Conheço quatro tipos de vento que acometem o Rio Grande do Sul. O Sudeste é frio e úmido; o Pampeano, gelado e seco; o Nordestão, úmido e forte e o Minuano frio e forte ‘de doer’, produz um assobio cortante. Ouvir o vento é como ler um poema em voz alta. Sempre que possível, nas minhas idas à praia, eu estacionava no paradouro do Parque Eólico de Osório para observar seus aerogeradores. Por mais que seja um campo aberto e que o vento sopre livre e forte por ali, nos períodos em que passava por lá, o som do vento era mais suave do que na praia. O vento só emitia um som forte e ritmado porque movimentava as hélices das torres.

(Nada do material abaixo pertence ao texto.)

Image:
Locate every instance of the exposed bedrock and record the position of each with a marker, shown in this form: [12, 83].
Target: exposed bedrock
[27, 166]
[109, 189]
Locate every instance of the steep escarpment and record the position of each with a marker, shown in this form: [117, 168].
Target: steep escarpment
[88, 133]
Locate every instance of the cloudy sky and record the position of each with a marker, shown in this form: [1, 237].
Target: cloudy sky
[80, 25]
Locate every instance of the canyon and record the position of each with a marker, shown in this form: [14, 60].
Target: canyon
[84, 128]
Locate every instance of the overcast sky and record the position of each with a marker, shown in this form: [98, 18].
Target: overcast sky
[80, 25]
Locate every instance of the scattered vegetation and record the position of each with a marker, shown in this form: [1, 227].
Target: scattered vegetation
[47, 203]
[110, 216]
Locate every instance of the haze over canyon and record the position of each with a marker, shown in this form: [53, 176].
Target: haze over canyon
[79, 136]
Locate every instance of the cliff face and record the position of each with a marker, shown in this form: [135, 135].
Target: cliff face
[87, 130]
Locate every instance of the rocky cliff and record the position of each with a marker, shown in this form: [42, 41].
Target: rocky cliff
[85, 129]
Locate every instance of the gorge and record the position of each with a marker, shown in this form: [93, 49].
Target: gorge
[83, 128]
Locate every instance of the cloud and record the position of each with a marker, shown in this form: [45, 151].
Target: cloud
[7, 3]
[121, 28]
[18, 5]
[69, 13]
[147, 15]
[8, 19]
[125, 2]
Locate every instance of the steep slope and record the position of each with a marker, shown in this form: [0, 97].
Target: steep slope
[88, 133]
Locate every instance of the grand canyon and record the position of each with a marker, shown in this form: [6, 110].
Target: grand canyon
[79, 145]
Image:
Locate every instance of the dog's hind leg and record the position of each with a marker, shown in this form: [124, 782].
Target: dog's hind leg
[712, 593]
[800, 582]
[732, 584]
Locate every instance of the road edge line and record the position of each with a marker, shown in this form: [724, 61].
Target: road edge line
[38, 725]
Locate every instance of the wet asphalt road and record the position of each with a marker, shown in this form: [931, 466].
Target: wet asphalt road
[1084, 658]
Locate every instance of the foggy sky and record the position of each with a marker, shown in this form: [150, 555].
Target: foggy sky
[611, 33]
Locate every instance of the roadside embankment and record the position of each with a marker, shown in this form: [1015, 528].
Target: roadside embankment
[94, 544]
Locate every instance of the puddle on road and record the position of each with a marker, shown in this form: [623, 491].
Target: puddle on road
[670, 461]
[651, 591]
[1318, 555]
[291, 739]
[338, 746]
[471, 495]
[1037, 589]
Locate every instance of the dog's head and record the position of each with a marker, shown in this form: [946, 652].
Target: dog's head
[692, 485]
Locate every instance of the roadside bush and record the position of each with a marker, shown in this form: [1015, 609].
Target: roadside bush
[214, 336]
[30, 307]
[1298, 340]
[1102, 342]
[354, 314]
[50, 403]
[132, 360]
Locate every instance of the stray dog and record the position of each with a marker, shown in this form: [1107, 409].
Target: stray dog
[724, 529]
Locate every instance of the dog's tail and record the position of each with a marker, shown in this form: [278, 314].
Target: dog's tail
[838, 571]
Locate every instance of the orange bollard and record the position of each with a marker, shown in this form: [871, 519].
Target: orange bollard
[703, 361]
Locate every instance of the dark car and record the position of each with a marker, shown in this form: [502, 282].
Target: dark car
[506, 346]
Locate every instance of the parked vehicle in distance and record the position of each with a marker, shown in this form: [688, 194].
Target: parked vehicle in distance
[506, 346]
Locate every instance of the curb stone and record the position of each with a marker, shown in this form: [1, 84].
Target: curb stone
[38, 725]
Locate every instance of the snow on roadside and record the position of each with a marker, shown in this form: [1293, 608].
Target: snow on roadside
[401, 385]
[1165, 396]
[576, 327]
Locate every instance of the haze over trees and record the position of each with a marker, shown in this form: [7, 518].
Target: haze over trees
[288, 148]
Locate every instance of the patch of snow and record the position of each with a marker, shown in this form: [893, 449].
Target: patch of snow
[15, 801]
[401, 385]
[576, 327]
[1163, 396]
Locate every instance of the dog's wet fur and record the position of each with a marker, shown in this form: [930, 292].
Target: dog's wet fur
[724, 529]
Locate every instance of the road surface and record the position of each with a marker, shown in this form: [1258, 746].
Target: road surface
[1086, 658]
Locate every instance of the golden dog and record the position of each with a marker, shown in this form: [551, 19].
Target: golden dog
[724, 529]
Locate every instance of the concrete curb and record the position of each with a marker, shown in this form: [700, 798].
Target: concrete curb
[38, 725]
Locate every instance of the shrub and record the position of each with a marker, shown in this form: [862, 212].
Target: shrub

A contemplação deste lugar em que o vento assobia nas hélices e corta a pele me permitiu desenvolver “Troqueu” (fig. 5 e 6). A proposta deste trabalho: fazer desenhos de lugares que ventavam no dia em que os visitei. Apesar de ter estado em lugares ensolarados exatamente por causa do vento que havia levado as nuvens para outra região, minha escolha recaiu por dias nublados que trazem uma luz acinzentada para o azul do céu, o marrom da areia ou o verde dos campos.
A opção por uma composição preponderantemente horizontal, em que os desenhos podem ser rearranjados está interligada com os diferentes pontos de vista que posso ter a respeito de um mesmo local. Aos aspectos formais predominantes nos desenhos, que remetem à noção de paisagem, acrescento que esta acontece quando há uma intervenção na natureza pelo ser humano com o intuito de dominar aquilo que está posto. Esta intervenção é uma declaração de individualidade do observador sobre o mundo – individualidade não apenas do pensamento artístico, mas também das relações provocadas por este determinado lugar. A trajetória empreendida durante um período e um lugar específicos mostrou que uma ideia ou um projeto em desenho define não apenas o local ao qual ela está se referindo, mas também a questões culturais e pode gerar outros trabalhos. Esses novos desenhos estarão, de alguma forma, ligados formal e conceitualmente ao lugar que os originaram, como no caso de “21x”, “Foto-Gráfico” e “Troqueu”.
Os resultados gráficos obtidos com estes trabalhos puderam delimitar o percurso de um pensamento linear, estreitamente relacionado com o ambiente ao qual se refere. A linearidade aqui exposta não indica uma linha única, fina e reta em que só há espaço para convicções absolutas. Ao contrário, a linha que conduz o meu pensamento em arte é espessa e tortuosa, formada por várias camadas, num ir e vir entre processo e reflexão, desenho e leitura. Possui relevos nos momentos em que saturo informações, marcas naqueles em que piso e repiso uma ideia e vazios nos que disseco os desenhos – exatamente como a geografia riograndense que povoou meus olhos durante dois meses.